[583] Souvenirs du baron de Barante, t. VI, p. 80. La duchesse de Talleyrand au baron de Barante. Baden, 15 juillet 1838.
[584] Ibid., t. VI, p. 339. La duchesse de Talleyrand au baron de Barante. Paris, 27 septembre 1839.
[585] Journal du maréchal de Castellane, t. III, p. 330.—C'est à tort que l'éditeur des Souvenirs du baron de Barante place ce Beauséjour près de Saint-Germain.
[586] Greville, Les quinze premières années du règne de la reine Victoria, p. 368.
[587] Elle partagea son temps, pendant ce séjour à l'étranger, entre Londres, Richmond, Brighton et Schlangenbad, continuant à recevoir les hommes politiques de tous les partis. Le 3 juillet 1849, le duc Decazes, parlant d'un voyage qu'il venait de faire à Richmond, écrivait au baron de Barante: «Mme de Lieven a son salon ouvert tous les jours à 4 et à 8 heures.

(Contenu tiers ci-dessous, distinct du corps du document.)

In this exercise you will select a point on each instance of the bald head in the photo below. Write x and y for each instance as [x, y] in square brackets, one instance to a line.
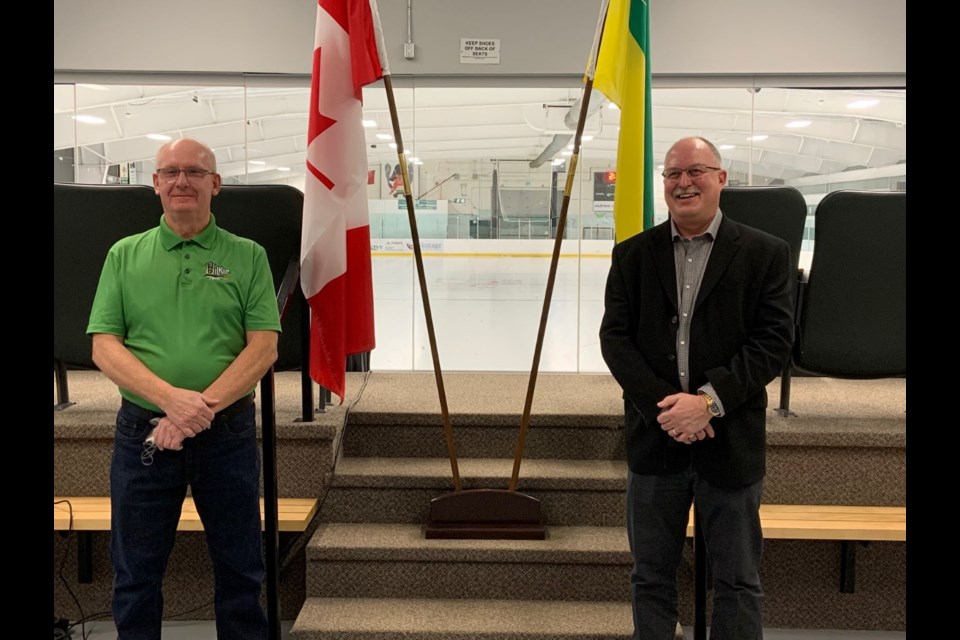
[698, 141]
[203, 152]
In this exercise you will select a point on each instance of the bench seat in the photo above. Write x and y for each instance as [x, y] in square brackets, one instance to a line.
[92, 513]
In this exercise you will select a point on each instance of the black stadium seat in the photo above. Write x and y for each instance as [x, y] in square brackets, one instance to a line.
[853, 312]
[87, 220]
[780, 211]
[270, 215]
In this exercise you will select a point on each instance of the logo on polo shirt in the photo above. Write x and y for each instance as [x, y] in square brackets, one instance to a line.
[216, 272]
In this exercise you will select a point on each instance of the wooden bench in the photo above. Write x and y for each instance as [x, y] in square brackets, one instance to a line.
[830, 522]
[847, 524]
[87, 514]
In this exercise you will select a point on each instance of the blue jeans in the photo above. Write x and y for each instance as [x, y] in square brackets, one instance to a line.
[658, 508]
[222, 467]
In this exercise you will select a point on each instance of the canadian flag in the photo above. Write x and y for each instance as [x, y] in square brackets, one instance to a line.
[335, 247]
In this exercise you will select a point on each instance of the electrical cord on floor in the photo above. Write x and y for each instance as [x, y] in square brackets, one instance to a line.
[66, 630]
[293, 548]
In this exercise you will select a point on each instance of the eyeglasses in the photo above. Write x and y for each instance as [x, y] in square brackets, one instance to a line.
[696, 171]
[172, 174]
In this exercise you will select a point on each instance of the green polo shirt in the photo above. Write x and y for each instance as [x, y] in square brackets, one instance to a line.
[183, 307]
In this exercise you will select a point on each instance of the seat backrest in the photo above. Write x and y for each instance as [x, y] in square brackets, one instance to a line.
[87, 221]
[270, 215]
[853, 317]
[780, 211]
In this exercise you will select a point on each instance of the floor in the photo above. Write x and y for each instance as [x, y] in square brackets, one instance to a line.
[204, 631]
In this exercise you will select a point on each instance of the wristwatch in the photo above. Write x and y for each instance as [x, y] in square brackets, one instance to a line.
[711, 404]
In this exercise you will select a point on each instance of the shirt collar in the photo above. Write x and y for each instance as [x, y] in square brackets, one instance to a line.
[169, 238]
[711, 231]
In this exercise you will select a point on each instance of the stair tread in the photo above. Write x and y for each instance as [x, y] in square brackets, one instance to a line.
[406, 542]
[464, 618]
[481, 472]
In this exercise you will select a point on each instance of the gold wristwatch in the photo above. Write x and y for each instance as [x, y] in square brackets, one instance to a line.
[711, 404]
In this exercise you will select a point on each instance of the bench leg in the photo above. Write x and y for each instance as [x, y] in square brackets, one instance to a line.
[848, 566]
[84, 557]
[699, 582]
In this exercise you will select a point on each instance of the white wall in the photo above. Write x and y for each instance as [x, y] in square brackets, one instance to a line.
[538, 37]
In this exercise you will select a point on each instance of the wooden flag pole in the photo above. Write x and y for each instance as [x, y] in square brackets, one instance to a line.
[555, 259]
[418, 257]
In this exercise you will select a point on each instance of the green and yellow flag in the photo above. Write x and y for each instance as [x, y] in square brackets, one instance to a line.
[623, 75]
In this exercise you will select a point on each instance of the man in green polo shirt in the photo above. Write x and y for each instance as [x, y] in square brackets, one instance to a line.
[185, 322]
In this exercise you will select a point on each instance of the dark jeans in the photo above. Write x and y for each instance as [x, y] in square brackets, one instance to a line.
[222, 467]
[657, 512]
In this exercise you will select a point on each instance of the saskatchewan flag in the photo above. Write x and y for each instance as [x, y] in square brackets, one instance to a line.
[623, 75]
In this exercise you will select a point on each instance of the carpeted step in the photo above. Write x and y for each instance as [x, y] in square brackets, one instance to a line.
[396, 560]
[399, 490]
[474, 438]
[428, 619]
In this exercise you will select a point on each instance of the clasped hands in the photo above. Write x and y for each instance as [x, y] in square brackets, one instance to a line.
[188, 413]
[685, 418]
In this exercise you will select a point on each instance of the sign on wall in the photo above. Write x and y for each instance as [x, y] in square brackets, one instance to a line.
[479, 51]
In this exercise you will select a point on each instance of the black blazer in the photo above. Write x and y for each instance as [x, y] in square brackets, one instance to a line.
[740, 337]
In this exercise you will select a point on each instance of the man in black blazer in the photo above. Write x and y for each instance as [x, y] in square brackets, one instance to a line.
[698, 320]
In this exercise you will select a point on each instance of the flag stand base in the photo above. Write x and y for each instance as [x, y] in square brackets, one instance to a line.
[489, 514]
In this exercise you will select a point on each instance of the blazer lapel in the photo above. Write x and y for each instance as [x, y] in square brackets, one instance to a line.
[725, 246]
[663, 259]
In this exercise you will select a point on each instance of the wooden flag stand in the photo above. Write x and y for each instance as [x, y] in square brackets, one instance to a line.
[486, 514]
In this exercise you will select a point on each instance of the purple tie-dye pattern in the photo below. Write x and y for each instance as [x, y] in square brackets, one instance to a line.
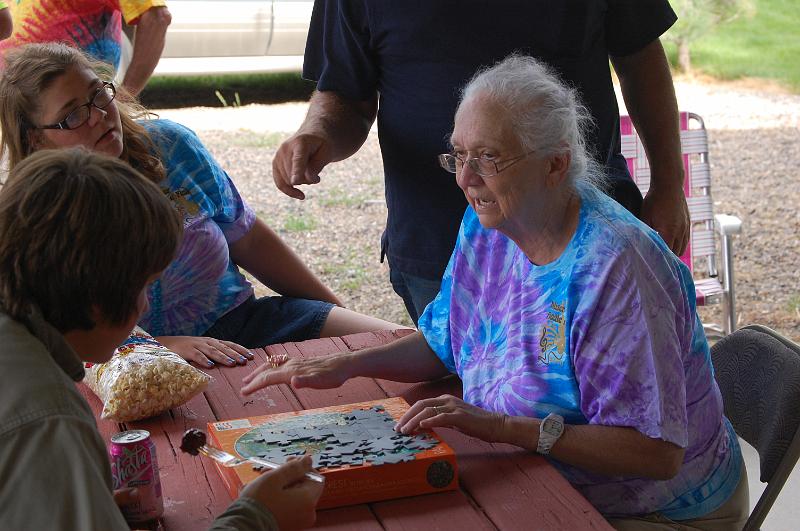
[202, 283]
[634, 352]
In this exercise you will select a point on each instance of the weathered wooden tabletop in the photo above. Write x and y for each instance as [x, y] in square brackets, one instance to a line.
[501, 486]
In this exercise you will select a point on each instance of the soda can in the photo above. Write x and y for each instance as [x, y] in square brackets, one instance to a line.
[134, 464]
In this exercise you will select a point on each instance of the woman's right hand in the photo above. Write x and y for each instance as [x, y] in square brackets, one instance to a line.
[324, 372]
[206, 351]
[288, 494]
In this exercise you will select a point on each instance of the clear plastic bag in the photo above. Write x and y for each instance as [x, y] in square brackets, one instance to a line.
[142, 379]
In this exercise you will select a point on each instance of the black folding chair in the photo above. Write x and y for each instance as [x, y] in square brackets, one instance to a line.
[758, 372]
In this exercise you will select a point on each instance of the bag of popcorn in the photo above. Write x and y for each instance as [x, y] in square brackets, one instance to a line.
[142, 379]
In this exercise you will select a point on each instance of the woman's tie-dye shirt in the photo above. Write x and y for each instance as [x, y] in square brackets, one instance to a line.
[202, 283]
[606, 334]
[95, 26]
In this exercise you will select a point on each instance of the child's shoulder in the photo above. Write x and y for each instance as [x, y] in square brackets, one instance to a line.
[35, 387]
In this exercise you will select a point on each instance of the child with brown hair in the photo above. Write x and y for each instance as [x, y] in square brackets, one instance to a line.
[202, 307]
[82, 235]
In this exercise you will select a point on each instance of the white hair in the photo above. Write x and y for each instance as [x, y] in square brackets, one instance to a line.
[545, 113]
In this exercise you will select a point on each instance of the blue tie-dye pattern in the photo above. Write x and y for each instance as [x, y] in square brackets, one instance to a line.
[202, 283]
[634, 352]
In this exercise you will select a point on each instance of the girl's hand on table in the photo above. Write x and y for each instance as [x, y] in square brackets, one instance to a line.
[447, 411]
[206, 351]
[288, 494]
[318, 373]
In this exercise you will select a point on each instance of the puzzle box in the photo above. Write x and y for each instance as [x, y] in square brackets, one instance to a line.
[353, 446]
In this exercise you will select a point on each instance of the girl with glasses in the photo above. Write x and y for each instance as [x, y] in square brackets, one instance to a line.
[202, 307]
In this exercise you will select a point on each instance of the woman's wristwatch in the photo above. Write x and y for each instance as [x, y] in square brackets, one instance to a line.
[551, 428]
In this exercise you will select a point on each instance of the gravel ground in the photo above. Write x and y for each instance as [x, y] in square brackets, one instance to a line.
[754, 151]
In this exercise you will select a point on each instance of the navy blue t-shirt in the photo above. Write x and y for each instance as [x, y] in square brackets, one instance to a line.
[418, 54]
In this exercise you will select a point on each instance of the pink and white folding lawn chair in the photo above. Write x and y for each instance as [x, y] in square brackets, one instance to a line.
[712, 286]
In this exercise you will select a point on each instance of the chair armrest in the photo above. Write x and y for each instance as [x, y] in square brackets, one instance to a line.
[727, 224]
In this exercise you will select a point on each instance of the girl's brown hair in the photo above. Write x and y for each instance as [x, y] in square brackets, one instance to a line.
[30, 70]
[80, 235]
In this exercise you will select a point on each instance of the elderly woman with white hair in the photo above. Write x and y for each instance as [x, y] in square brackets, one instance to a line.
[571, 324]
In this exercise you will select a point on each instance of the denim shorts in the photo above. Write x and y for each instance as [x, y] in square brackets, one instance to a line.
[260, 322]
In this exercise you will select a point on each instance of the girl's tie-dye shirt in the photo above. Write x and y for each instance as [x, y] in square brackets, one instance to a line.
[202, 283]
[607, 334]
[95, 26]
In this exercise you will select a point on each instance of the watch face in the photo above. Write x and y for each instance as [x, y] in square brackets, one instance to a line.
[553, 427]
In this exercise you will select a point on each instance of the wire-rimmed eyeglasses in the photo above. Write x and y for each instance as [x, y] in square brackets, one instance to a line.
[483, 167]
[78, 116]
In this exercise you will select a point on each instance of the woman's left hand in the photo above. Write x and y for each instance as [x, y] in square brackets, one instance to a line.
[447, 411]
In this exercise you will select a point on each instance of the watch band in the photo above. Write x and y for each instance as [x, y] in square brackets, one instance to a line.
[551, 428]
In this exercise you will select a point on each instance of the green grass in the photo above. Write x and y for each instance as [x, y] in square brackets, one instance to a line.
[175, 92]
[794, 304]
[294, 223]
[766, 45]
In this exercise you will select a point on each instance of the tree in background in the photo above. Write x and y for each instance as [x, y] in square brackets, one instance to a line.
[696, 18]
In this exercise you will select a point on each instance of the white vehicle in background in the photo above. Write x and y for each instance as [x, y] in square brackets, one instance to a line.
[235, 36]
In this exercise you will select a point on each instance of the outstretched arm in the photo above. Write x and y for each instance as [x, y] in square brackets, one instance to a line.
[333, 130]
[608, 450]
[409, 359]
[650, 98]
[148, 43]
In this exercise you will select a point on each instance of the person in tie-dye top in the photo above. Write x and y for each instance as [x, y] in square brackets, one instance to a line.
[559, 309]
[202, 307]
[95, 26]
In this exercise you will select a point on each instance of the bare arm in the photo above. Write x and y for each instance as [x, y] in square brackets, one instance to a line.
[6, 23]
[334, 129]
[264, 255]
[650, 98]
[148, 43]
[608, 450]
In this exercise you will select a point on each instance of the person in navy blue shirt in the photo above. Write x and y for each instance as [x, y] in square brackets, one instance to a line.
[404, 63]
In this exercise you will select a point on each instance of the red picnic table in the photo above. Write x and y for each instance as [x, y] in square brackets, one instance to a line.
[500, 486]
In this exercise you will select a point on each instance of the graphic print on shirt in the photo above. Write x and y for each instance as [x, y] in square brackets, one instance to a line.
[180, 199]
[552, 342]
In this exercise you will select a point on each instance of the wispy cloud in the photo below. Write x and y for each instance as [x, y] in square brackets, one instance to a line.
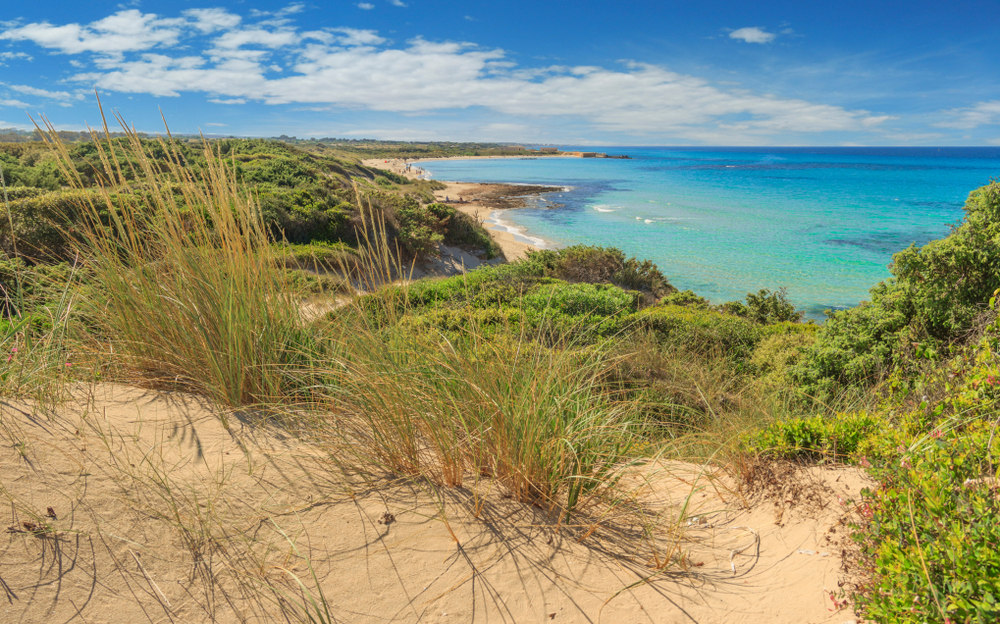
[11, 56]
[55, 95]
[982, 114]
[752, 34]
[219, 54]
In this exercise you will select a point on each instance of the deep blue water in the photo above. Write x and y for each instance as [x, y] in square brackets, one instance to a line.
[822, 222]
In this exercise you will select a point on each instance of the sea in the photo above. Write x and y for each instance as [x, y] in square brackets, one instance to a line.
[821, 222]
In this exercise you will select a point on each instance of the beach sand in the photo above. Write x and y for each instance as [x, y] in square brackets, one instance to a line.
[163, 515]
[479, 201]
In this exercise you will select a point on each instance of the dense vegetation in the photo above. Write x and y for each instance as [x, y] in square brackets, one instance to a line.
[304, 198]
[551, 375]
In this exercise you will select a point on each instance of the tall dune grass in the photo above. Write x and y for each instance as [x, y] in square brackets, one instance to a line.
[188, 289]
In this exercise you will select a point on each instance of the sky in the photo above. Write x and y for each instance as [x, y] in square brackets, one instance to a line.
[588, 72]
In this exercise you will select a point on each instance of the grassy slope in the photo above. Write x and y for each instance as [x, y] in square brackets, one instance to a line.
[547, 375]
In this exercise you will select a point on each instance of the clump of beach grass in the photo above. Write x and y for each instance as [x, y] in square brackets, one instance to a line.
[187, 289]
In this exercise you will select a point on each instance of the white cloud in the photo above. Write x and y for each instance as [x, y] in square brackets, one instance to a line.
[122, 32]
[10, 56]
[211, 20]
[352, 68]
[55, 95]
[752, 34]
[355, 37]
[982, 114]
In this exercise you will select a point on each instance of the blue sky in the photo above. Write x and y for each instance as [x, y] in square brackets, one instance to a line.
[586, 72]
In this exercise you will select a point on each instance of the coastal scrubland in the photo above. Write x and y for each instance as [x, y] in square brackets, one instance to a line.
[557, 391]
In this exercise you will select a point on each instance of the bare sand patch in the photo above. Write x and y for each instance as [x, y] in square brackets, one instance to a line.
[164, 515]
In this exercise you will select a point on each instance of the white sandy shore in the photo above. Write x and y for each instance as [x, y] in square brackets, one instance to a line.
[509, 243]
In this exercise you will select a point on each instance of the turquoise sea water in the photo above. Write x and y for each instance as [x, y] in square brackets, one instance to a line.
[822, 222]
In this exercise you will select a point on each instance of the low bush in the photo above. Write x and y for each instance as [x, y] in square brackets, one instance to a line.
[596, 265]
[765, 307]
[929, 536]
[815, 438]
[933, 298]
[702, 331]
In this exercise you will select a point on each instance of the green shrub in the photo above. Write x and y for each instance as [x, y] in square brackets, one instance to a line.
[595, 265]
[703, 331]
[765, 307]
[581, 300]
[815, 438]
[463, 231]
[319, 255]
[930, 535]
[685, 298]
[778, 352]
[43, 224]
[934, 296]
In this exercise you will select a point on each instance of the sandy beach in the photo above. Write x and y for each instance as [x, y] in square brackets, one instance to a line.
[479, 201]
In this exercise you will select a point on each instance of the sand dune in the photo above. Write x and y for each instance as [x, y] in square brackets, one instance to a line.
[164, 515]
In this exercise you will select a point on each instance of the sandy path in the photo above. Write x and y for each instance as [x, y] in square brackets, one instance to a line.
[163, 515]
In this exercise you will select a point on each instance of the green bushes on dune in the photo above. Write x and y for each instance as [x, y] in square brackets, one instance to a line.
[934, 296]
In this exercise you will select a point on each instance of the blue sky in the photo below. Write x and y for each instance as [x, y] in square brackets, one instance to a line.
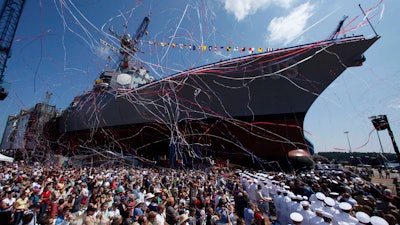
[57, 49]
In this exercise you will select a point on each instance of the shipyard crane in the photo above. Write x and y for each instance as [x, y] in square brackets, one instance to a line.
[10, 14]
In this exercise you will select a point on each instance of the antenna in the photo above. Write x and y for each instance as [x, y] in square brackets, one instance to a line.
[376, 34]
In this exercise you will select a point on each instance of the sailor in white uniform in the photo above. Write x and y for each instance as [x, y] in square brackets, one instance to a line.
[330, 206]
[319, 203]
[318, 219]
[306, 213]
[376, 220]
[363, 218]
[327, 218]
[344, 215]
[277, 203]
[296, 218]
[285, 213]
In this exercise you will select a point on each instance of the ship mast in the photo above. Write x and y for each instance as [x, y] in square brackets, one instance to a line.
[129, 44]
[9, 18]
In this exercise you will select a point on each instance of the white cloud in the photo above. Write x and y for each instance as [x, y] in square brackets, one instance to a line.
[242, 8]
[286, 29]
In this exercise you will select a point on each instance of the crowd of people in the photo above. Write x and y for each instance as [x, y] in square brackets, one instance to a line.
[42, 194]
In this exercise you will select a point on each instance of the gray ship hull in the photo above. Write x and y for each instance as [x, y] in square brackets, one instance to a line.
[249, 106]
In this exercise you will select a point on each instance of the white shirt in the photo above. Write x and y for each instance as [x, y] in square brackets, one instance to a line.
[307, 216]
[344, 217]
[8, 202]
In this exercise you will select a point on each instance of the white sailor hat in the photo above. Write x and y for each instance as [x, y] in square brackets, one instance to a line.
[376, 220]
[345, 206]
[342, 223]
[363, 217]
[329, 201]
[320, 196]
[305, 203]
[296, 217]
[334, 194]
[327, 215]
[319, 211]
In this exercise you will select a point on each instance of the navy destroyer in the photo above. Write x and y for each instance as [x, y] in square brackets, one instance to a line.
[247, 110]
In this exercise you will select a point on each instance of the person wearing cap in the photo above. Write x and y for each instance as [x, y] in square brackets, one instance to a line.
[262, 201]
[330, 206]
[295, 205]
[103, 215]
[20, 206]
[319, 203]
[296, 218]
[285, 211]
[363, 218]
[90, 217]
[249, 213]
[183, 220]
[6, 206]
[45, 200]
[113, 211]
[306, 212]
[327, 218]
[277, 201]
[170, 212]
[318, 218]
[258, 219]
[377, 220]
[344, 215]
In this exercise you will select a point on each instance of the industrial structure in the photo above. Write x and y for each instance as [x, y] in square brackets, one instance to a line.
[10, 14]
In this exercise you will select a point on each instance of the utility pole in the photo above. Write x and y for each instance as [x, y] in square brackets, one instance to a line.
[348, 140]
[381, 122]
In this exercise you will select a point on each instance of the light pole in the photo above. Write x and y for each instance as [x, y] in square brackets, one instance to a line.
[348, 140]
[381, 122]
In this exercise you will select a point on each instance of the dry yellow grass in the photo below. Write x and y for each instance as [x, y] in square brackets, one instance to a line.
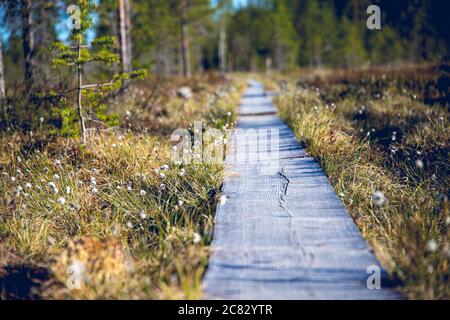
[409, 227]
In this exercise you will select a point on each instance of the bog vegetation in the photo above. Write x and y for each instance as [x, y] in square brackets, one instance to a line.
[88, 196]
[386, 153]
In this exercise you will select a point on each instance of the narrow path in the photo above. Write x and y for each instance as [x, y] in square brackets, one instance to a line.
[283, 233]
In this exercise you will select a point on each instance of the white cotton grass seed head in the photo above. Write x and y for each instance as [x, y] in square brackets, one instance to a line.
[378, 198]
[432, 245]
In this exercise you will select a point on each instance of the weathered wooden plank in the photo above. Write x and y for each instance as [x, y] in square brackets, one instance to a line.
[283, 233]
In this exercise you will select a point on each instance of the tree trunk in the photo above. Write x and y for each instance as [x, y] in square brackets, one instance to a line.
[2, 74]
[223, 45]
[124, 35]
[79, 97]
[186, 57]
[27, 43]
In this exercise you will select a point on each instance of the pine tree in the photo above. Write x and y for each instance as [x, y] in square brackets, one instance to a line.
[284, 37]
[79, 54]
[2, 74]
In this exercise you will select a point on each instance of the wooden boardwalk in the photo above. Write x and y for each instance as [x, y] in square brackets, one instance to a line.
[282, 232]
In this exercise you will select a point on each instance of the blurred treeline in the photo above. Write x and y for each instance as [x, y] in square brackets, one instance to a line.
[334, 33]
[189, 36]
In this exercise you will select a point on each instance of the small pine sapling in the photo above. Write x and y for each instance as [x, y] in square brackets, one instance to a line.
[78, 54]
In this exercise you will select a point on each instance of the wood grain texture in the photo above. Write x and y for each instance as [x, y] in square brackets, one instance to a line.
[283, 233]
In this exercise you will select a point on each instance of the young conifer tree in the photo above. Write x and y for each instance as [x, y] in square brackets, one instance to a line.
[78, 54]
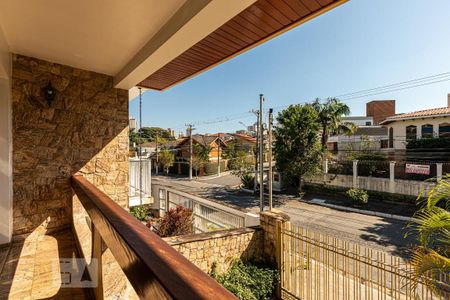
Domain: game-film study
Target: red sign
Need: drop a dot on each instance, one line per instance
(417, 169)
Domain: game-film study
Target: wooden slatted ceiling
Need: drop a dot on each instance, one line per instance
(259, 22)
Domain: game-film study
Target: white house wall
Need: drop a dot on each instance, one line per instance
(399, 128)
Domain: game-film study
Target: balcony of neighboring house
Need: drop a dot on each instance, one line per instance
(67, 73)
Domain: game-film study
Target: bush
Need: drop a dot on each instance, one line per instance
(139, 212)
(248, 280)
(177, 221)
(358, 196)
(248, 181)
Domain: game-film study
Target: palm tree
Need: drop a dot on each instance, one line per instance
(432, 258)
(330, 117)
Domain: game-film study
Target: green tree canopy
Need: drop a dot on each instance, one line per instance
(150, 134)
(330, 115)
(297, 148)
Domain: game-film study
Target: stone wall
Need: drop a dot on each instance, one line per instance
(84, 130)
(219, 247)
(398, 186)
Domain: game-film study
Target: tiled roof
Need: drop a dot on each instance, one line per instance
(441, 111)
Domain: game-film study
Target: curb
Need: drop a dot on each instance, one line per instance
(363, 211)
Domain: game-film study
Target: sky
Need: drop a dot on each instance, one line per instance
(360, 45)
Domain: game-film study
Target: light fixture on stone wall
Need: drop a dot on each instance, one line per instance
(49, 93)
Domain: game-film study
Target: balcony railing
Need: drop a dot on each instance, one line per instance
(153, 268)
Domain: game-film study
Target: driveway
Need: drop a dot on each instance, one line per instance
(377, 232)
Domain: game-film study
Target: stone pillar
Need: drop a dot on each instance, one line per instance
(355, 174)
(439, 171)
(325, 166)
(271, 222)
(392, 177)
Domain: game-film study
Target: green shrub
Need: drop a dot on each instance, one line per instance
(358, 196)
(248, 181)
(177, 221)
(139, 212)
(249, 280)
(429, 143)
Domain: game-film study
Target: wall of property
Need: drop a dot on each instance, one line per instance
(5, 143)
(399, 128)
(404, 187)
(219, 247)
(84, 131)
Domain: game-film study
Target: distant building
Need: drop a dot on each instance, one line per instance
(369, 133)
(426, 123)
(132, 123)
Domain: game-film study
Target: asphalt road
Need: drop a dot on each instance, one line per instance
(373, 231)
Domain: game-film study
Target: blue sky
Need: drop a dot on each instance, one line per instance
(360, 45)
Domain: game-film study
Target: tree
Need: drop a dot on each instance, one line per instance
(200, 155)
(297, 149)
(166, 158)
(330, 115)
(432, 257)
(149, 134)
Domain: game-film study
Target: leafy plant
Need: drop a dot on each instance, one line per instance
(297, 150)
(358, 196)
(248, 181)
(139, 212)
(177, 221)
(330, 115)
(432, 225)
(249, 280)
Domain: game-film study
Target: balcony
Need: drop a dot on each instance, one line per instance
(124, 258)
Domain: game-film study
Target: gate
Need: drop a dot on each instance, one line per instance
(317, 266)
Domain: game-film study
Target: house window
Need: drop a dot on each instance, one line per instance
(391, 137)
(444, 130)
(427, 131)
(411, 132)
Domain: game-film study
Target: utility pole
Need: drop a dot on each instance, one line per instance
(157, 155)
(218, 155)
(261, 152)
(270, 176)
(190, 150)
(255, 185)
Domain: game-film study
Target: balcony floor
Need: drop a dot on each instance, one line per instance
(29, 267)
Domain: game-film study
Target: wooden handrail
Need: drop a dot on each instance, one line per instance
(154, 269)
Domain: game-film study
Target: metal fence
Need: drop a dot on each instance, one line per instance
(207, 215)
(140, 181)
(317, 266)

Guizot y vient régulièrement à 2 heures et après dîner.» (Souvenirs du baron de Barante, t. VII, p. 456).—En Angleterre, où elle retourna en 1850, elle ne sut résister à son goût pour l'intrigue. Le prince Albert, dans un mémorandum daté d'Osborne, 8 août 1850, raconte que Palmerston s'inquiète du complot tramé contre lui à l'instigation d'étrangers, «se plaignant particulièrement... de Guizot, de la princesse de Lieven, etc., etc.» (La reine Victoria d'après sa correspondance inédite, t. II, p. 388).
La lettre ci-dessous, jusqu'à présent inédite, donne quelques détails sur la vie que menait Mme de Lieven à Richmond. Elle était adressée à M. Jacques Tolstoï, attaché à l'ambassade de Russie à Paris, et provient de la précieuse collection d'autographes de M. le général Rebora.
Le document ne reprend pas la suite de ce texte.